I find it very odd that breasts are seen as sexual organs, but then I spent my teens in rural Africa were breasts were predominantly stuck in babies mouths.
It really was a shock, I recall the instant someone told me they would have a problem breastfeeding cos of sex. I was like what? There was a very interesting documentary looking a young women's attitudes so I have got my head around it better. ie understand why, but don't have the view myself.
I did better at bf when I got home, I just lay on my bed and kept my babies very close, it was claustrophobic but I was determined to succeed which is also why I never went out for 3 months - except brief visit to hospital.
I used to keep a diary of feeds as I was so sleepy, each twin, latch on, off, and duration of feed per day at the end, just so I knew who had what as I was so exhausted I really did not know which nappy had been changed etc.
The upside for me was I was on Mat Leave, DH knew his way around a cooker and vacuum cleaner, I did not do anything except BF one child, and struggle to BF the other.

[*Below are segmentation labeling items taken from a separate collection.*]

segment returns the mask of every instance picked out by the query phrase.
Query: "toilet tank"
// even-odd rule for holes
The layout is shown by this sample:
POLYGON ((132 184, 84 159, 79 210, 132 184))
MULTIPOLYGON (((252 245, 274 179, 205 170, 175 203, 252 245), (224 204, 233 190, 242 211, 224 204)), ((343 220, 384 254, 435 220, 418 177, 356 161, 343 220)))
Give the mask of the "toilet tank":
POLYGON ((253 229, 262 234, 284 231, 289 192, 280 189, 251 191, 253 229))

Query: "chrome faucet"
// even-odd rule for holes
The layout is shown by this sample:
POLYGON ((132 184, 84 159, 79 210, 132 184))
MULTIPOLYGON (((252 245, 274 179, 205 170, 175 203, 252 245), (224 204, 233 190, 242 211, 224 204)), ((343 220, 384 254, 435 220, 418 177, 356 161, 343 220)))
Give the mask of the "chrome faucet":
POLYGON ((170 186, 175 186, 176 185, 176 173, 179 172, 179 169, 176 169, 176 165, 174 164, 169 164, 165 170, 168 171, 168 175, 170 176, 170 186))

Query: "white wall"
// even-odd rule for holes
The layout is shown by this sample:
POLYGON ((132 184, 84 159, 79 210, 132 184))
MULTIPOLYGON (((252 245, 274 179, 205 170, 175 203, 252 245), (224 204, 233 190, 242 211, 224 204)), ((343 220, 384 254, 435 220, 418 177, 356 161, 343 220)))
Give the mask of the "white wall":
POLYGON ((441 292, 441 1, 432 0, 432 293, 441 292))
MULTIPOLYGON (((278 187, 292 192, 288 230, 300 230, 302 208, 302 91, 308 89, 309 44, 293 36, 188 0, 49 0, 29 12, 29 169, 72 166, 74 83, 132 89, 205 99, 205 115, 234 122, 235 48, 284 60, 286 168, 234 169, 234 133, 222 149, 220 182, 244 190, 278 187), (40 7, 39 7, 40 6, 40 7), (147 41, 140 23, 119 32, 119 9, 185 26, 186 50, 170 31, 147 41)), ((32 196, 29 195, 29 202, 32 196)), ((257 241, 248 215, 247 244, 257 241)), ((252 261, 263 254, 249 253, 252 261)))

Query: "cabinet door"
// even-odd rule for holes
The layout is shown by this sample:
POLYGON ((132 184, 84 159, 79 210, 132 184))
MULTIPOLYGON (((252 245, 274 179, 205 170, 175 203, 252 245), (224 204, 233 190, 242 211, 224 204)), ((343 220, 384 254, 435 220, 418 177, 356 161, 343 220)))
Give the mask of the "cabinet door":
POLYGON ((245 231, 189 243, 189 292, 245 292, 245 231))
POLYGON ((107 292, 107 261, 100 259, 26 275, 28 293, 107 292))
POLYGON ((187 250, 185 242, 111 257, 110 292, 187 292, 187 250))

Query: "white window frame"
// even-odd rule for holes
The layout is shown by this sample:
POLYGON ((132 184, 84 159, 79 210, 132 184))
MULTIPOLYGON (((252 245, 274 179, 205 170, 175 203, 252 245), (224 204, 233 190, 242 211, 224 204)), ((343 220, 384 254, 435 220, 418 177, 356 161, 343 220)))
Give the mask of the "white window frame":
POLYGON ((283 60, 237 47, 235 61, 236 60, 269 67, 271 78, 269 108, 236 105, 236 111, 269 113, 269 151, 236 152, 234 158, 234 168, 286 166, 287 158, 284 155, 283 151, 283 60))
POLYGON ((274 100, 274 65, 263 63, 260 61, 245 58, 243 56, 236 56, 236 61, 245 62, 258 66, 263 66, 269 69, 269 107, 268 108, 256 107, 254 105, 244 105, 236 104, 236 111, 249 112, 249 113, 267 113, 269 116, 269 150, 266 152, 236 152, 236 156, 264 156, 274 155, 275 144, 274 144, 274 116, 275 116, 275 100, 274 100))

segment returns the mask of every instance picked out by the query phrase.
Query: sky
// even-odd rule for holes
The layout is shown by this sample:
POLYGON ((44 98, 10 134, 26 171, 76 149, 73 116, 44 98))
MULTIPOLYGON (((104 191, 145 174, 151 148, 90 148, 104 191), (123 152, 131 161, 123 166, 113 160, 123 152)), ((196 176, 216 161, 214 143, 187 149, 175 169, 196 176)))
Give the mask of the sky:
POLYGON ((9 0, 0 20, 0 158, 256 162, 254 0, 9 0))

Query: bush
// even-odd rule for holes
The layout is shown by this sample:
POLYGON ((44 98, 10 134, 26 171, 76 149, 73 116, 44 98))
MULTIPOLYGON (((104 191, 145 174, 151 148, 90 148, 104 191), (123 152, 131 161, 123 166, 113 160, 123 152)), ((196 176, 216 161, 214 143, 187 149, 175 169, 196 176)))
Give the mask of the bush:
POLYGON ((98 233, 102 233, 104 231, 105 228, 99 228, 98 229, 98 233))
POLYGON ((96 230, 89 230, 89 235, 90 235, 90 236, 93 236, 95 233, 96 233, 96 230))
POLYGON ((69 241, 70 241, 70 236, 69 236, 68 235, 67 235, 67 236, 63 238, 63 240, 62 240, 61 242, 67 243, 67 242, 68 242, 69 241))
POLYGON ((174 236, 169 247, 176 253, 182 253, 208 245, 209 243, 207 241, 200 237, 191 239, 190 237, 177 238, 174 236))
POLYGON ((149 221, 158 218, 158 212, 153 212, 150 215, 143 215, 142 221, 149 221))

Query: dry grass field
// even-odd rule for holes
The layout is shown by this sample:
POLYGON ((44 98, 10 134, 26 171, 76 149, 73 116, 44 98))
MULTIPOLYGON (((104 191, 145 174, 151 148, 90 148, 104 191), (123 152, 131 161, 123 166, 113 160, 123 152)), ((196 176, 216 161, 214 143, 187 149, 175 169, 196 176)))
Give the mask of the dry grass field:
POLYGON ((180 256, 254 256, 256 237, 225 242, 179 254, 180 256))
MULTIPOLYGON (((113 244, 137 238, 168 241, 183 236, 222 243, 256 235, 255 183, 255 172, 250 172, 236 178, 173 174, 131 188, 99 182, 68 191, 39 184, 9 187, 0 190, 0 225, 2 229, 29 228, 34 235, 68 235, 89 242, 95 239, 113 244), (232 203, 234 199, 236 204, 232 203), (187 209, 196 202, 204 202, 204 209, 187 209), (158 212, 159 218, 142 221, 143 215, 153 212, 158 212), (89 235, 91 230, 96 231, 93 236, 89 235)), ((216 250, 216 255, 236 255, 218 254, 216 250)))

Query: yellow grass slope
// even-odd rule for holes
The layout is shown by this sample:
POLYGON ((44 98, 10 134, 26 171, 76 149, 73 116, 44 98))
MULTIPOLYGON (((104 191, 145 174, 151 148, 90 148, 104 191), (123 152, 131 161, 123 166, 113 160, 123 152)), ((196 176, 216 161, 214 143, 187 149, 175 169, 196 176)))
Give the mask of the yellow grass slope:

The women in Africa that I had seen somehow managed to feed their children, get firewood, fetch water, go to market.......
no particular point I am trying to make, odd jumble of thoughts, memories. BF is complex and wonderful, and rewarding and hard too. If I had only my expert intuitive bf child(DD) I would not have realised all this. If I had only my "er mum what are you trying to do to me with THAT Aaaaargh" child DS, I may well have given up in the first week no matter my convictions. DD taught me that I should not blame myself I wasn't a failure. DS to keep trying and not everything you were taught to expect is right.